Spotlight Food: Yuzu

Yuzu is an Asian citrus fruit that has become all the rage on restaurant menus and in Asian Fusion cuisine. This latest hot trend in cooking has been a popular taste in Japan for centuries, but Americans are starting to discover the pungent sourness and unique flavor profile of the yuzu.

The flavor of yuzu is different from that of lemons or limes, or any other Western citrus, for that matter. It can best be related to the Meyer Lemon in it’s tartness, with hints of grapefruit and passion fruit, and a little floral accent.

The fruit is small, very bumpy and with a rough complexion, you wouldn’t think by looking at it that it would pack such a lovely unique flavor.
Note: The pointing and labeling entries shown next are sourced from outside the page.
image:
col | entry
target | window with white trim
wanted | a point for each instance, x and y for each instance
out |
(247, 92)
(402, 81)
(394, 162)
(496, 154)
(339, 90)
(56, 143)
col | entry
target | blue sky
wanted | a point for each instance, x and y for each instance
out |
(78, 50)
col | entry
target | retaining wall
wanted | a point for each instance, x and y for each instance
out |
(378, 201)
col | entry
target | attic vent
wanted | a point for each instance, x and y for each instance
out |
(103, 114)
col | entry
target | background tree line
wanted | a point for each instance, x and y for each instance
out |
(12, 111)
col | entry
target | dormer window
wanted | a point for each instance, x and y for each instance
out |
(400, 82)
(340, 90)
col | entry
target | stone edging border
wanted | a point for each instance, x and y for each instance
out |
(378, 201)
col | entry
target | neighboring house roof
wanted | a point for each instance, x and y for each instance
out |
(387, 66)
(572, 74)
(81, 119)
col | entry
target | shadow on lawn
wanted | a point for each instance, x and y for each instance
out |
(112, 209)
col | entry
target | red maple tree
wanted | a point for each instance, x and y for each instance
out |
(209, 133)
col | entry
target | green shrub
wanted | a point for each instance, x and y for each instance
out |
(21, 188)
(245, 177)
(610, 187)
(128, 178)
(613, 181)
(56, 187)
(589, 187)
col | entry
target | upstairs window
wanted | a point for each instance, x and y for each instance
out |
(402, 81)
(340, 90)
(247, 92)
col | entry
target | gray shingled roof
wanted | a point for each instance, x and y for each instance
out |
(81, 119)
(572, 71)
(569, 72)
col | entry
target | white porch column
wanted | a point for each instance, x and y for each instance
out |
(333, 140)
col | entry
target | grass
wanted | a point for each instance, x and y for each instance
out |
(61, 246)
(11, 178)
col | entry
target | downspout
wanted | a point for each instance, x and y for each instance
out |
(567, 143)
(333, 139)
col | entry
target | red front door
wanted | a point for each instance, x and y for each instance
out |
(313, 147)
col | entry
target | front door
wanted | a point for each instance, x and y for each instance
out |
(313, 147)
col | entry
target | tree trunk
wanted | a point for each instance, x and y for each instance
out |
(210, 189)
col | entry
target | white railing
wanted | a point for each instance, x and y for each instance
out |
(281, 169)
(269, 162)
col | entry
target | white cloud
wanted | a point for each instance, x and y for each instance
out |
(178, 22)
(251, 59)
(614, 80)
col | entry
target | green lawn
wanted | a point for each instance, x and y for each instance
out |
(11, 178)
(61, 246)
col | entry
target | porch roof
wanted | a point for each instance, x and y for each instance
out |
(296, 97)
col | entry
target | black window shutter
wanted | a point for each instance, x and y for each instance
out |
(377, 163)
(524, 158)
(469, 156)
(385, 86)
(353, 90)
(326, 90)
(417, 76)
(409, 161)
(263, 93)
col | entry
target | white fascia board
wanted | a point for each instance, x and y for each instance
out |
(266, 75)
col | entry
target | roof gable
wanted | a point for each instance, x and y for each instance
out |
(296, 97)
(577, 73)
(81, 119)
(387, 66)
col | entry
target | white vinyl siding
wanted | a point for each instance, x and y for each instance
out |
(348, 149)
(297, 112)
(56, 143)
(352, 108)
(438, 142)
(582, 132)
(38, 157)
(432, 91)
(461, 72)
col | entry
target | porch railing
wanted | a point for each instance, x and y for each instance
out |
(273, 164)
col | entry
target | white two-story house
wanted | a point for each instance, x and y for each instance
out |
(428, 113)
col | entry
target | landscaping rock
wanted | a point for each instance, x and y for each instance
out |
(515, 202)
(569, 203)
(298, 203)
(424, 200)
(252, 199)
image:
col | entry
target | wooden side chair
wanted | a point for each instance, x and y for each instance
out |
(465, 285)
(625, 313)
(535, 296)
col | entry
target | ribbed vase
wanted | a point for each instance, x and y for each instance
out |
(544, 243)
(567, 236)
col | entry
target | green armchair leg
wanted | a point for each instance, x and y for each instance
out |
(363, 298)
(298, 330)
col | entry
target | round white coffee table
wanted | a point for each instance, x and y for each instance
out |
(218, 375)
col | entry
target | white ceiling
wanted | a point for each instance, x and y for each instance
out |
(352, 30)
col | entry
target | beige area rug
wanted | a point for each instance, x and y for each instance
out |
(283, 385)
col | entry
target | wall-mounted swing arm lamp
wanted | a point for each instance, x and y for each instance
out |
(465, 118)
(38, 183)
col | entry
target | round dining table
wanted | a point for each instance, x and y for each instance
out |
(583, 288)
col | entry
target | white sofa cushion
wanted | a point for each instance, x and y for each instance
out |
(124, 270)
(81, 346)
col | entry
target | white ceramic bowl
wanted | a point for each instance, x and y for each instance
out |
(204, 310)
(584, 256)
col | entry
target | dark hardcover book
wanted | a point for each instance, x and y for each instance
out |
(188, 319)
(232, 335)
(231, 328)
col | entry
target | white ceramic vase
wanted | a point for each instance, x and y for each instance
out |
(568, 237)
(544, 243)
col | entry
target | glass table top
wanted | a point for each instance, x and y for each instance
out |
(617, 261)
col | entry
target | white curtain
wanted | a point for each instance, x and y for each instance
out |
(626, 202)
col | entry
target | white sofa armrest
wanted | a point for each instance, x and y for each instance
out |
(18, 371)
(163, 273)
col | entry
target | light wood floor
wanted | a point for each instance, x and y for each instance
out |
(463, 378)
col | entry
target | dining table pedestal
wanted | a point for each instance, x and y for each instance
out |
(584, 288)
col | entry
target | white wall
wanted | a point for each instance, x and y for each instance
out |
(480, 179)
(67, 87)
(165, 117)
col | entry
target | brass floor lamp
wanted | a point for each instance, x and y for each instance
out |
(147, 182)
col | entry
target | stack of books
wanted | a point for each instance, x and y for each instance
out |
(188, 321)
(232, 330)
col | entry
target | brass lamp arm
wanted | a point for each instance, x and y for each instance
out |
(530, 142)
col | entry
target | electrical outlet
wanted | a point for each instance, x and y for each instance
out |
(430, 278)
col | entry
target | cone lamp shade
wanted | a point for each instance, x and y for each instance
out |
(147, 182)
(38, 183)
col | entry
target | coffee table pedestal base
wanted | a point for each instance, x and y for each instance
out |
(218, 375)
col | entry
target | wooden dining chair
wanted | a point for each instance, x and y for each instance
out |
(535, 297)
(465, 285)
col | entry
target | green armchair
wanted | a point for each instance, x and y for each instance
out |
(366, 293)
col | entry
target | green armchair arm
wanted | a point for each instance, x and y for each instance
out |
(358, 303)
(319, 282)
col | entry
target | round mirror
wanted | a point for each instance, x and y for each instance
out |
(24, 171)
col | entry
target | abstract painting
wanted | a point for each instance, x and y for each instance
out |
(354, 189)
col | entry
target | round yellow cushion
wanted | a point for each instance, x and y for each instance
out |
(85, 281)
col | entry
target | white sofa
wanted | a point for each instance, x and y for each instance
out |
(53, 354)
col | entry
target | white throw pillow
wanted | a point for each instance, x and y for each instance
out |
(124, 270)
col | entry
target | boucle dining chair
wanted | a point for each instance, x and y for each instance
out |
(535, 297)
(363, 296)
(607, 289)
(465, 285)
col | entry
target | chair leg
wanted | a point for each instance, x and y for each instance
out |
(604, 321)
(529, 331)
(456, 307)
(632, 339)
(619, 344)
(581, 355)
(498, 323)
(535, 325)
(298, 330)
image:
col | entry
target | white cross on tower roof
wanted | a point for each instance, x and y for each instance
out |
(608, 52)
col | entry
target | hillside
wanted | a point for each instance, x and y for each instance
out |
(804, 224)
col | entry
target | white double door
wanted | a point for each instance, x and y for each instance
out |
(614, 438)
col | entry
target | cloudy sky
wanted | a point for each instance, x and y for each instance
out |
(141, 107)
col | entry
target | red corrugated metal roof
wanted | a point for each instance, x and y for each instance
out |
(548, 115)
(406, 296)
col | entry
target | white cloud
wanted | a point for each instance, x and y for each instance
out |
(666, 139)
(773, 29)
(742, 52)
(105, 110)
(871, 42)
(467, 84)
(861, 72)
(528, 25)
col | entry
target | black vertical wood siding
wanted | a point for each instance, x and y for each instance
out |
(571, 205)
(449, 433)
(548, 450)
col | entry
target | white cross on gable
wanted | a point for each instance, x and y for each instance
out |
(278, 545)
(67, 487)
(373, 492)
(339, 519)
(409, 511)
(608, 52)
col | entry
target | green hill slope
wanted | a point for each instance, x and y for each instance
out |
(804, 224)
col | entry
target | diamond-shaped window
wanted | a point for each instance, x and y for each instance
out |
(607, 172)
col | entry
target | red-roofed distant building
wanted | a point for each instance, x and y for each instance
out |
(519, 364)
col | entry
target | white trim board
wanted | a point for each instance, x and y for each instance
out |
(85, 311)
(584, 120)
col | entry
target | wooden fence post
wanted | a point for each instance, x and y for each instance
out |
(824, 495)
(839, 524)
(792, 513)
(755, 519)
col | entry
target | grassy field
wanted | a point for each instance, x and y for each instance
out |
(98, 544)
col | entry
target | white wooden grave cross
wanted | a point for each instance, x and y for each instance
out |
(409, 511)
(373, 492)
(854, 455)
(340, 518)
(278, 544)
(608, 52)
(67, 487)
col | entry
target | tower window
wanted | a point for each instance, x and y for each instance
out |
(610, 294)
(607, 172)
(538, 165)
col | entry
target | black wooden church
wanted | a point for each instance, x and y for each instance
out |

The yuzu is native to China and Tibet, and was first brought to Japan in the 8th century. The rind is the most used part of the yuzu. It is used as a garnsh or as an additive to food. Like lemon zest, yuzu rind packs a real punch. Because of it's acidic qualities, yuzu was used in the middle ages as a preservative for foods. High in vitamin C, the yuzu is also considered to have many health benefits, stimulating appetite and helping to raise metabolism.

In Japanese cuisine, yuzu is best known as an integral ingredient in ponzu sauce. It is also the base for a popular matsutake mushroom broth used in many dishes.

But innovative chefs are starting to use yuzu in more than savory Japanese dishes. It has become very popular among pastry chefs for it's more complex flavor profile than lemons, and is now starting to show up in fancy cocktails in trendy bars.

It may be difficult to find fresh yuzu in many parts of the US. It has been cultivated domestically for less than 50 years, and the importation of fresh yuzu from Japan is highly restricted. If you can't find fresh yuzu during the autumn and early winter, you can readily find bottled yuzu juice in asian markets. You can purchase small quantities of yuzu and other exotic citrus fruits online from the Rising C. Ranch in California.